Meus interesses e experiências plurais me permitem conviver atualmente com pelo menos três mundos de planejamento estratégico. Um mundo veloz, onde as startups de sucesso formulam suas estratégias em horizontes de 3, 6 e 12 meses. Um mundo do futebol, que se vê diante de uma oportunidade única de transformação a partir de uma estratégia de país levada a cabo de modo disciplinado nas próximas décadas. E o mundo do povo Paiter Suruí, que tem um horizonte estratégico de 50 anos.

O primeiro é o mais fácil de entender e aceitar, embora extremamente desafiador. O segundo exige uma mudança radical, mas acabamos de encerrar uma Copa do Mundo de Futebol e sabemos o quanto isso vale a pena. E o terceiro é uma grande interrogação para a maioria das pessoas de negócios. O terceiro é o meu tema neste artigo.

Fui pega de surpresa quando, em julho de 2022, visitei a floresta dos suruís com os colegas de conselho de administração do World Wide Fund for Nature (WWF). Apresentaram-nos uma série de iniciativas e disseram: “Tudo isso é parte da nossa estratégia de 50 anos, iniciada em 1994”. Eu me surpreendi. Não te surpreende? Daquele momento em diante não parei até entender, o mais profundamente possível, o que poderia ter motivado uma estratégia de 50 anos – as razões, a história, o processo, as expectativas.

Tudo começou com Marimop Suruí, o então cacique do povo Paiter Suruí, pai do atual cacique e líder Almir Suruí. (Paiter significa “gente de verdade”.) Começou quando ele viu 400 caminhões de madeira clandestinos saindo de dentro da floresta, chamou seu filho e disse: “Temos de dar um basta nesse ciclo de destruição da floresta”.
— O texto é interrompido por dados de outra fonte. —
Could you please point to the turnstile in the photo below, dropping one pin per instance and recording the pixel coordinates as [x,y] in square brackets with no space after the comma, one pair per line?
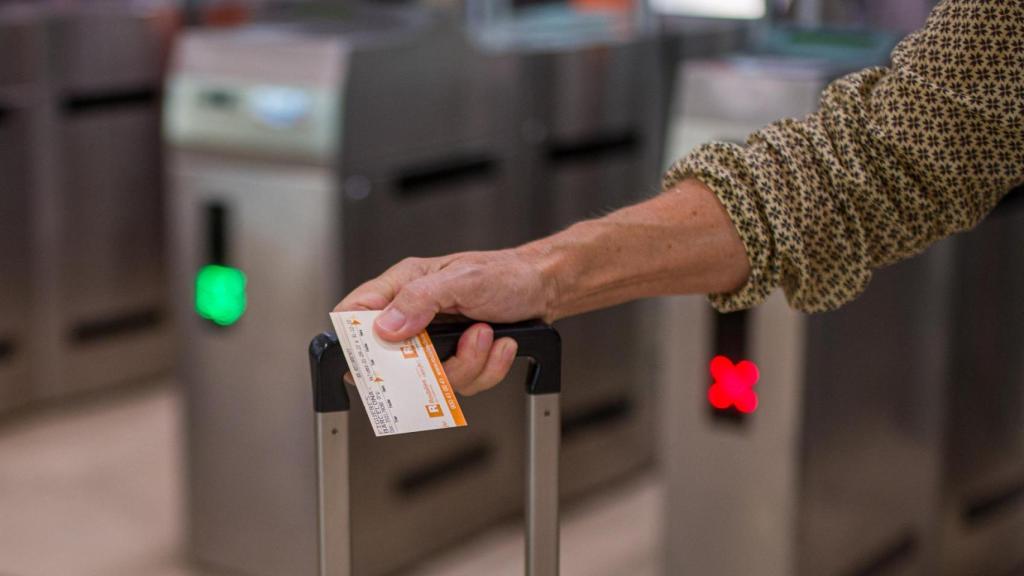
[981,512]
[307,158]
[18,36]
[80,88]
[589,108]
[806,483]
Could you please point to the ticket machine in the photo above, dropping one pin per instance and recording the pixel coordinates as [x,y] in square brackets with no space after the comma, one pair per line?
[81,241]
[825,460]
[306,157]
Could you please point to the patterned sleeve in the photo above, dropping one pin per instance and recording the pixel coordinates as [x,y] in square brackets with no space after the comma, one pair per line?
[893,160]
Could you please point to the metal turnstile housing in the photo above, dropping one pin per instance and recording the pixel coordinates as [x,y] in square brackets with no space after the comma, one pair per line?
[412,152]
[81,96]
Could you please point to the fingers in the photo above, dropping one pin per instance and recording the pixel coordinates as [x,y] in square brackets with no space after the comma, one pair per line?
[378,293]
[416,304]
[480,363]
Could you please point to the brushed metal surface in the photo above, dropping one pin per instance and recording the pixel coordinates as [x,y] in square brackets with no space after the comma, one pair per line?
[335,543]
[252,470]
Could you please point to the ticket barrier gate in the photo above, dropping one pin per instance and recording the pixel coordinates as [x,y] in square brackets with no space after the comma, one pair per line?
[867,451]
[588,109]
[537,341]
[306,158]
[82,246]
[980,515]
[805,484]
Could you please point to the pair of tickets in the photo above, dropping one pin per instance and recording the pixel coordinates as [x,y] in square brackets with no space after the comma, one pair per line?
[402,384]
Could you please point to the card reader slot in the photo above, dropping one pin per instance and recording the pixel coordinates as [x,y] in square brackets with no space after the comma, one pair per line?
[99,101]
[981,508]
[602,415]
[7,350]
[444,173]
[594,148]
[117,325]
[444,468]
[216,233]
[902,548]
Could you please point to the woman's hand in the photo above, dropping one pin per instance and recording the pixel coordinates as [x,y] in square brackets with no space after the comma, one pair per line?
[499,286]
[680,242]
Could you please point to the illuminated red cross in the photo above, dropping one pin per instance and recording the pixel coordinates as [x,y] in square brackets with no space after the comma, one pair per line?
[733,384]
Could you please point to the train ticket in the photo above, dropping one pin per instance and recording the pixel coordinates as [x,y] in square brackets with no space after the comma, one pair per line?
[402,384]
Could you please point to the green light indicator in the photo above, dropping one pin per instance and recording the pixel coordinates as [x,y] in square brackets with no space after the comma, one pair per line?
[220,294]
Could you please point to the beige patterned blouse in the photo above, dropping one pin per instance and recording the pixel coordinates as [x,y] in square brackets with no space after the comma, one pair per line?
[895,159]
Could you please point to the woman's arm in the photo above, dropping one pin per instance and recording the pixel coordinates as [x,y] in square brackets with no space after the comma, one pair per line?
[893,160]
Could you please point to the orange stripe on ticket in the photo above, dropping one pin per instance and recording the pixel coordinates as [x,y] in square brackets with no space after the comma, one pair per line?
[438,370]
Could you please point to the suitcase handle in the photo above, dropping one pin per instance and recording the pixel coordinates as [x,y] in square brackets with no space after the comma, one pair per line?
[538,341]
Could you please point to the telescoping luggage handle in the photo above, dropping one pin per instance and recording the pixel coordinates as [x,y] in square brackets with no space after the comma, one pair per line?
[540,343]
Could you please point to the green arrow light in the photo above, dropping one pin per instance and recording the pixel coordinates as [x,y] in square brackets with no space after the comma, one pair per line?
[220,294]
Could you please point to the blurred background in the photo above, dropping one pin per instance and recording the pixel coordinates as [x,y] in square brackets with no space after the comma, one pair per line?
[186,189]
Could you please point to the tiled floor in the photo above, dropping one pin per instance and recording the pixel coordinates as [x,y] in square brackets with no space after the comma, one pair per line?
[96,491]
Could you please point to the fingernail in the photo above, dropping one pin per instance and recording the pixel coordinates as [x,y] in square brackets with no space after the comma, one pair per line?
[483,338]
[392,320]
[510,348]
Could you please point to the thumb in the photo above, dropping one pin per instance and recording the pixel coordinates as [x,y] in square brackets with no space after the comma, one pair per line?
[410,313]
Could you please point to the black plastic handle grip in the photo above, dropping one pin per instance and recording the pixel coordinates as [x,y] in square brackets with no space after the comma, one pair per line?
[537,340]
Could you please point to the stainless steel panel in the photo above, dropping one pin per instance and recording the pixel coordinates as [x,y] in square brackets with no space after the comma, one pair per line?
[19,32]
[112,238]
[982,509]
[252,505]
[99,49]
[870,441]
[15,322]
[591,122]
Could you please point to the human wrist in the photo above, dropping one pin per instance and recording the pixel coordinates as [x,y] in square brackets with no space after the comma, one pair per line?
[550,262]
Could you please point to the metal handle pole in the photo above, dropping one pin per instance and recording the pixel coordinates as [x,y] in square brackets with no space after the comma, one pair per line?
[544,437]
[332,472]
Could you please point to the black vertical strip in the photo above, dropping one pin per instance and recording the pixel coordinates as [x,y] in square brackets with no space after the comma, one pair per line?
[730,341]
[84,104]
[444,469]
[730,334]
[900,550]
[216,233]
[985,506]
[7,348]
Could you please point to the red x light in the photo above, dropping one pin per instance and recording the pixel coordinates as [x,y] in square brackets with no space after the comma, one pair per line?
[733,384]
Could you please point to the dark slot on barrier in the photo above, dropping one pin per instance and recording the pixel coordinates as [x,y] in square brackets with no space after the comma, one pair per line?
[605,413]
[598,147]
[216,233]
[83,104]
[1011,203]
[981,508]
[903,548]
[120,325]
[444,468]
[7,348]
[444,173]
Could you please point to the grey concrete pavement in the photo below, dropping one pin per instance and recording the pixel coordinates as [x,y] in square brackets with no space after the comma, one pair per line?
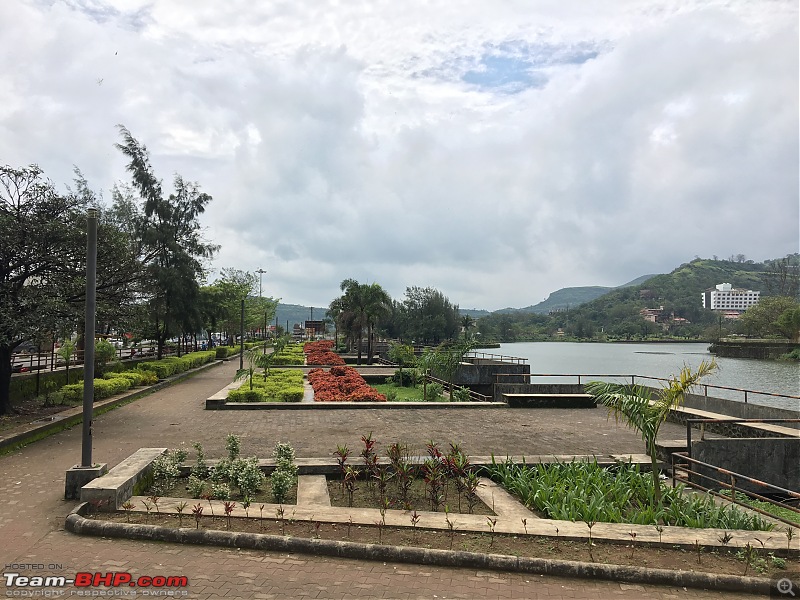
[32,484]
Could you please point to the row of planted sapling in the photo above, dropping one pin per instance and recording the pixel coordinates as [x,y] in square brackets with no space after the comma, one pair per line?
[588,492]
[230,480]
[440,481]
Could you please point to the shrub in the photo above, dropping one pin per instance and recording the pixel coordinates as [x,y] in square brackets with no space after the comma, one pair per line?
[72,392]
[165,471]
[460,395]
[240,395]
[195,486]
[282,482]
[405,378]
[221,491]
[434,392]
[246,475]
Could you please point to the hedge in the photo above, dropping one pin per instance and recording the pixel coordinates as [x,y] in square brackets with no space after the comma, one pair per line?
[103,388]
[282,385]
[172,365]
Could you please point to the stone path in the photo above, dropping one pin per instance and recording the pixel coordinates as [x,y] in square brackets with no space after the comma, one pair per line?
[32,484]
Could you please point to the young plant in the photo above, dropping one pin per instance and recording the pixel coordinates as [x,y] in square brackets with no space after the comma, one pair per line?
[725,538]
[633,542]
[229,506]
[148,507]
[208,496]
[279,513]
[180,508]
[350,478]
[414,520]
[590,524]
[200,468]
[128,507]
[233,445]
[491,523]
[154,499]
[369,454]
[197,511]
[660,531]
[450,524]
[631,404]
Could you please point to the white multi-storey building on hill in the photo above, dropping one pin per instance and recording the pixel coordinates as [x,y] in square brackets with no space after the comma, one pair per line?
[725,297]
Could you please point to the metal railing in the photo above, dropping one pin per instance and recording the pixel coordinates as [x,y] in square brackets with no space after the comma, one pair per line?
[679,460]
[495,357]
[473,395]
[633,378]
[702,421]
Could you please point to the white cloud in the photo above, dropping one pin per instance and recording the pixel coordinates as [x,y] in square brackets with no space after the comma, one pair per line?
[379,140]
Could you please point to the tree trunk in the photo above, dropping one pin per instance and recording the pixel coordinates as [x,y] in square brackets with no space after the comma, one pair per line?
[656,473]
[5,379]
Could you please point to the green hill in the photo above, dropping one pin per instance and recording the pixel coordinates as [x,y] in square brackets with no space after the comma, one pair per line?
[573,297]
[616,312]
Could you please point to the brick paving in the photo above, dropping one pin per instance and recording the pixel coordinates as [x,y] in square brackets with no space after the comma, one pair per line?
[32,484]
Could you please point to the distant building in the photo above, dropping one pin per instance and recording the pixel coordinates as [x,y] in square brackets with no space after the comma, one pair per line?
[725,297]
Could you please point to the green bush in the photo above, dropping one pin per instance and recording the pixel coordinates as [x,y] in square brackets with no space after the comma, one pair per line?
[172,365]
[405,378]
[72,393]
[247,395]
[136,377]
[434,392]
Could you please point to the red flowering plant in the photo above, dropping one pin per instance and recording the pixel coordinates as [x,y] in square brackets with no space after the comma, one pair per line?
[342,384]
[320,353]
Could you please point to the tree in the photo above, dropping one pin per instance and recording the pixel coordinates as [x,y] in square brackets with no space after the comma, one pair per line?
[426,316]
[40,251]
[360,308]
[789,323]
[173,246]
[637,408]
[377,306]
[762,319]
[467,323]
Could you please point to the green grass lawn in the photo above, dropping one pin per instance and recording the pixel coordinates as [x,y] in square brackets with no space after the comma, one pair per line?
[403,394]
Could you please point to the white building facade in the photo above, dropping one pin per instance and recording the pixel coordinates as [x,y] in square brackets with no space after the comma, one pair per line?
[725,297]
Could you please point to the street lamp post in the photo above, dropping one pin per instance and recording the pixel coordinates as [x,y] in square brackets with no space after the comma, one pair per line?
[261,272]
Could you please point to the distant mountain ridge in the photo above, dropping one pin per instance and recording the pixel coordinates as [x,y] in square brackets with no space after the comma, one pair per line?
[571,297]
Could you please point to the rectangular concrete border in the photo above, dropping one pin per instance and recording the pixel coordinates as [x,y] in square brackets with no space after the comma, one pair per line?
[120,483]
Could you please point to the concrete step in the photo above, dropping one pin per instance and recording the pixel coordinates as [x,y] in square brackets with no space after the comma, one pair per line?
[550,400]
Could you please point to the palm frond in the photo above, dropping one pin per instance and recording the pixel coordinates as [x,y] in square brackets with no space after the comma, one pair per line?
[674,393]
[627,403]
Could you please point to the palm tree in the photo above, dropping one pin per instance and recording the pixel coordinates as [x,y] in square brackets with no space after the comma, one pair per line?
[354,302]
[377,305]
[637,408]
[467,322]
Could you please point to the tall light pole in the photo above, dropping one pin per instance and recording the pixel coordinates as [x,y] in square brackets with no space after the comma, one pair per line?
[264,333]
[260,273]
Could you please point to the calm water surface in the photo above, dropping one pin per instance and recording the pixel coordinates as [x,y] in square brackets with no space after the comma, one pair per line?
[661,360]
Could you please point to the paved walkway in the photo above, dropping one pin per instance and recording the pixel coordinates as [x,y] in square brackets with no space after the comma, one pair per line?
[32,484]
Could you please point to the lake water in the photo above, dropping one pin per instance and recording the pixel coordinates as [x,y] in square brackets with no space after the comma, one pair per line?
[660,360]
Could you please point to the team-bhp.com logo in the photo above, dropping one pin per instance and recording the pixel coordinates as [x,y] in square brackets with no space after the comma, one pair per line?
[157,585]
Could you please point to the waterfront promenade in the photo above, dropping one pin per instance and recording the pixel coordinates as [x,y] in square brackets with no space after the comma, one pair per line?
[32,483]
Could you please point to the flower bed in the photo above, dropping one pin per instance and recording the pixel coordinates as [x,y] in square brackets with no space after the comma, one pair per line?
[320,353]
[342,384]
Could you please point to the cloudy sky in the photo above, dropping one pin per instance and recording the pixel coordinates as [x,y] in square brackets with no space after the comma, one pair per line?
[497,151]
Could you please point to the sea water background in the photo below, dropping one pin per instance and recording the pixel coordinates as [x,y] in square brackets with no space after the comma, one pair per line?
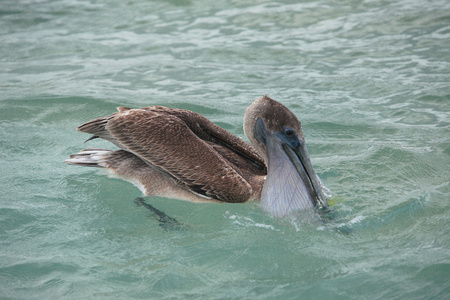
[370,81]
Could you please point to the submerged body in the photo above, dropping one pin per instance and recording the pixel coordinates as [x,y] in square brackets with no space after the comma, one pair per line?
[180,154]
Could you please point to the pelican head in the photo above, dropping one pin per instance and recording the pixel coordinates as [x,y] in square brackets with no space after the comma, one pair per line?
[291,183]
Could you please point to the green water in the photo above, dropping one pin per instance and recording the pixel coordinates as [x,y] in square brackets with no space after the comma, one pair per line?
[370,81]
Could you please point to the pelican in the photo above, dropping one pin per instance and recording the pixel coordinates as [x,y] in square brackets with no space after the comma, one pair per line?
[180,154]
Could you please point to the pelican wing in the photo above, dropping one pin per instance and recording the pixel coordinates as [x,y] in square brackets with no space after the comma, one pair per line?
[177,144]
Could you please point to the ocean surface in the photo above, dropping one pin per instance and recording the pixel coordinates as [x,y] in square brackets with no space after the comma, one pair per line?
[370,81]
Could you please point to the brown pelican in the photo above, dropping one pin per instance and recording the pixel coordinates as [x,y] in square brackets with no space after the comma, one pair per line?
[180,154]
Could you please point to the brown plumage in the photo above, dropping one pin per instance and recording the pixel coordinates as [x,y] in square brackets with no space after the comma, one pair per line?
[180,154]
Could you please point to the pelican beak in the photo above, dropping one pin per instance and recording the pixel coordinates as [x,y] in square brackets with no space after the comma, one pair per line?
[299,158]
[291,182]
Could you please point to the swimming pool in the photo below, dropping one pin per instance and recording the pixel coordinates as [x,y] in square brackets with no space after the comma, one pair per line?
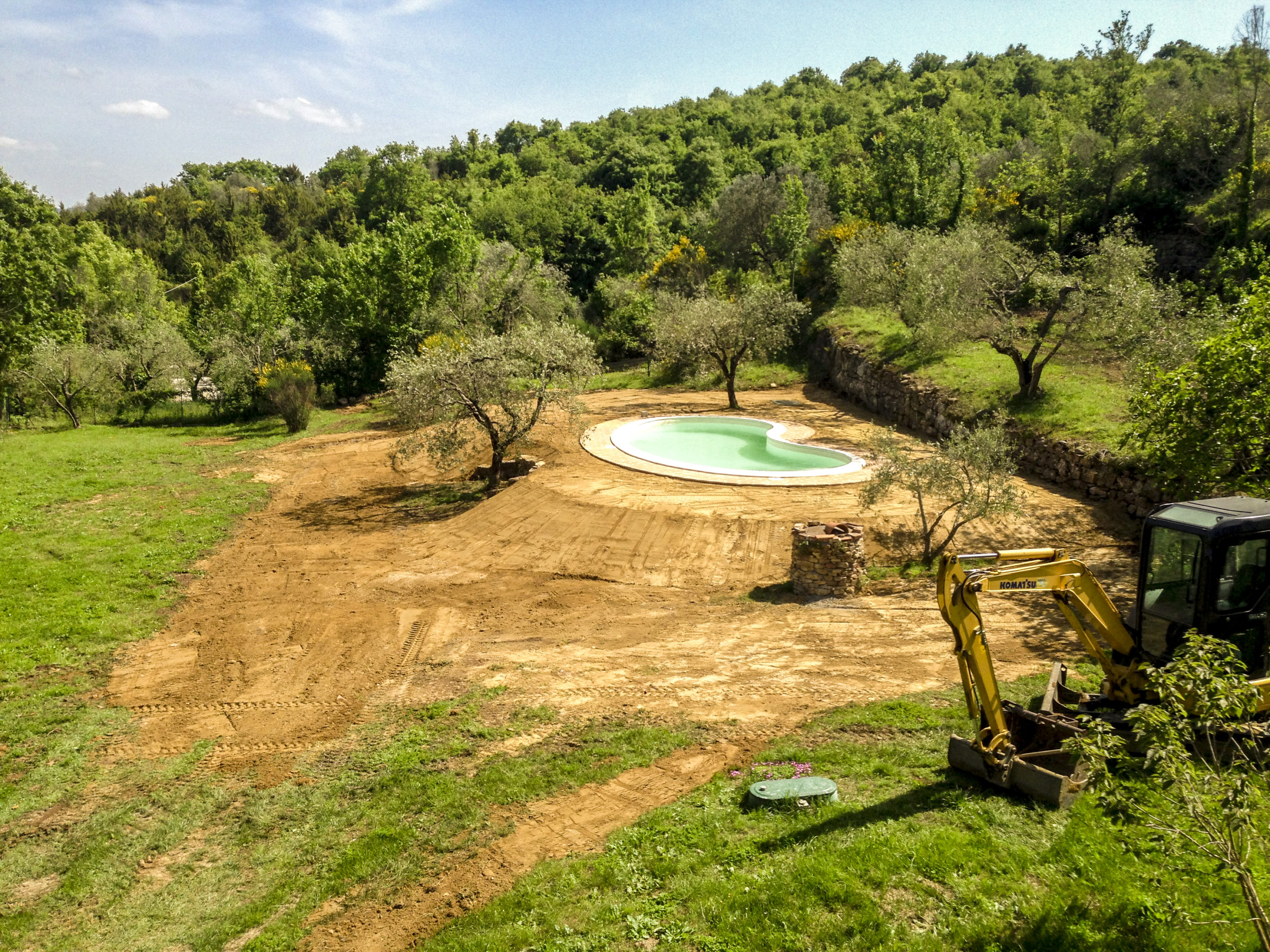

Os dois sabiam que a solução não seria apenas tentar impedir o desmatamento. “Temos de achar uma solução de mudança, porque ninguém está tirando esse volume de madeira sozinho. Certamente tem muita gente envolvida, inclusive do nosso próprio povo”, disseram um ao outro. Mais que acabar com o desmatamento da floresta, eles precisavam buscar perenidade e autonomia para seu povo.

Logo me lembrei dos três Ds que aprendi com Pavan Sukdev como sendo os impulsionadores de uma transformação. Mudanças acontecem por DESIGN, quando antecipamos o futuro formulando estratégias, fazendo escolhas e alocando recursos para realizar o que foi planejado. Mudamos por DECRETO, quando somos obrigados por alguma norma ou lei. E mudamos quando acontece uma DESGRAÇA, porque ela aconteceu.

Os suruís utilizaram todos esses Ds: houve uma desgraça (400 caminhões de madeiras!), o cacique determinou uma nova norma e foi desenhada uma estratégia, assim como o sistema de governança que daria suporte a ela. Eles viram que o único modo de fortalecer seu povo seria mudar e fazer a gestão do próprio território. E começaram isso com a busca de alternativas econômicas melhores, baseadas em conhecimento e sabedoria. Algo grandioso estava nascendo. Algo para acontecer em 50 anos.

Do contexto à estratégia

Antes de detalhar a estratégia desse povo, preciso compartilhar dois aprendizados que contextualizam o que foi feito. O primeiro é que, para os suruís, não existem o povo e a floresta como entes separados; o povo se considera a própria floresta. Foi Txai Suruí, filha de Almir e hoje voz ativa global no combate às mudanças climáticas, além de minha colega de conselho do WWF, quem me ensinou.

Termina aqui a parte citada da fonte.